Tuesday, 15 November 2011

Remembering

A few of us from Halfway House Male Voice Choir (not the best male voice choir in the world, but probably the most fun to sing with) were singing at the funeral service of one of the Choir's founder members today. The church was very full, and as ever there were all sorts of stories and recollections being shared as people chatted outside the church and at the reception. At a time like this (as one old boy told me) things that happened half a century ago and more seem as fresh in the mind as yesterday.

I found myself reflecting on how music is one of the things that, for me, make sense of it all. I always wake up with a song in my head, and I'd find it hard to imagine a world without music. Certainly, for me, many memories are borne on musical wings . . . there are snatches of songs that, when I hear them, instantly transport me back to this or that special time in my past.
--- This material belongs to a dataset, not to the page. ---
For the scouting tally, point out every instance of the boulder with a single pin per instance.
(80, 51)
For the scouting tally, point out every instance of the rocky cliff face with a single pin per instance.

We sang Gwahoddiad and Morte Christe, and Lily of the Valley, and I think we sang them well. I hope we did: I know our aim was to do our very best. And in the service we were instructed to 'lift up our eyes to the hills', as Psalm 121 was read, and I'm sure we all did just that, as we journeyed home, in my case around the lee of Middletown Hill. The beauty and grandeur of the world about us here speaks as eloquently as any choir of angels of the glory and the creativity of our God. But isn't it wonderful to reflect that this God also loves each one of us with a tenderness that is as though I, and you, were the only person he loves. We can't do that; but God does. Praise him, the Lord of life and light and peace.